As mentioned previously, getting diagnosed with a life-long condition like HIV can profoundly affect a person’s self-esteem, both due to societal pressure and the demands of continued treatment. Addressing this requires more than medication. Psychologists can advocate for the rights of these patients to prevent unfair discrimination both within the workplace and in society. This includes advocating to end the stigma associated with contraceptive use. Healthcare professionals can be mindful of the language that’s used in consultations, and this may go a long way in alleviating the emotional distress of patients. Finally, encouraging strong family and friend connections to foster, as shown in Nairobi, can help provide support, and a vital source of strength, throughout difficult treatment journeys.
In contrast, the UK seems to be heading further away from connectivity between groups of people. Loneliness has become one of the biggest drivers of rising mental health rates particularly amongst the older population in hospitals as well as in wider society. In hospitals, many patients feel health conditions as individual battles, rather than a collective journey. Due to the structural pressure and time restraints for both patients and healthcare professionals, hospital environments can feel more robotic than human. One message we carried from Kenya was the importance of a structural support system, a framework which could be implemented within hospitals.

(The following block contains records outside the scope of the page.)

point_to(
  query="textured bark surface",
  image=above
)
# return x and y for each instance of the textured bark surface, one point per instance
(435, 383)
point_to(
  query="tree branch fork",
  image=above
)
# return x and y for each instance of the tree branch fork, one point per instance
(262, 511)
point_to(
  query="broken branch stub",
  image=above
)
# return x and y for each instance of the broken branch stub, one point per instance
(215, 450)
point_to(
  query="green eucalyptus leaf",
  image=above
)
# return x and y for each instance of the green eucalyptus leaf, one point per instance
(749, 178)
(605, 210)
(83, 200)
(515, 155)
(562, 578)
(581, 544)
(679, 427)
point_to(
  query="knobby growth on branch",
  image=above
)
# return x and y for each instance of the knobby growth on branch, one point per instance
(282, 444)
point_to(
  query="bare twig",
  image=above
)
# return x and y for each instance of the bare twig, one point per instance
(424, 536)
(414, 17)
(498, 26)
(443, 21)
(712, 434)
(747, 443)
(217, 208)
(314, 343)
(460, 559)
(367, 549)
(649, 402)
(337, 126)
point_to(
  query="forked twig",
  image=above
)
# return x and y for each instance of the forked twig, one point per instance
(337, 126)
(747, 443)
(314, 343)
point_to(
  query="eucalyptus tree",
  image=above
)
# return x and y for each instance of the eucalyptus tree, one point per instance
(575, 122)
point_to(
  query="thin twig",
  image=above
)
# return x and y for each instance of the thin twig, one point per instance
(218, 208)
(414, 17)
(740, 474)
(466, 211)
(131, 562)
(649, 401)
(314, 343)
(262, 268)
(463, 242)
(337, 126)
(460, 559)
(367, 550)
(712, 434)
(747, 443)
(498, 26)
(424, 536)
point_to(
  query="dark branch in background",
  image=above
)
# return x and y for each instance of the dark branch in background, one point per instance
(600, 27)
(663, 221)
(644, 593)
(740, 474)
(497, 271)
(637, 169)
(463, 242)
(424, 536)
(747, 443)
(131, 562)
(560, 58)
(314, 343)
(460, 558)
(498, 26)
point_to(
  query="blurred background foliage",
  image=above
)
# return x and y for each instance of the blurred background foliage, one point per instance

Psychologists can play a vital role in building such systems by partnering with local councils to tackle loneliness for those that are most vulnerable, alongside implementing better ways of identifying loneliness and providing support within the community. Equally, all healthcare professionals can advocate for hospital policies that prioritise human connection. With systemic integration, the goal is to treat patients both physically as well as psychologically, due to both being crucial for effective rehabilitation.
Our experience in Nairobi shaped the kind of doctor we hope to be. Despite hearing about junior doctor strikes, an under resourced NHS, Nairobi deepened our commitment to patient-centred care and illustrated how much of medicine is truly psychological. Amongst treating physical illnesses, it is vital to understand people. For psychologists reading this, we hope that our reflection encourages three things. Firstly, models of wellbeing differ between different cultures. Secondly, we should advocate locally and promote community interventions that promote connection and resilience. Finally, there should be more collaborations from multiple disciplines. Medicine and Psychology share a common focus; to allow humans to flourish. Psychology seeks to understand the human mind, and medicine seeks to treat the human body. Our time in Nairobi reinforced that both disciplines ultimately serve the same heart. The greatest healing often begins not in a procedure, but in understanding, listening, and connection.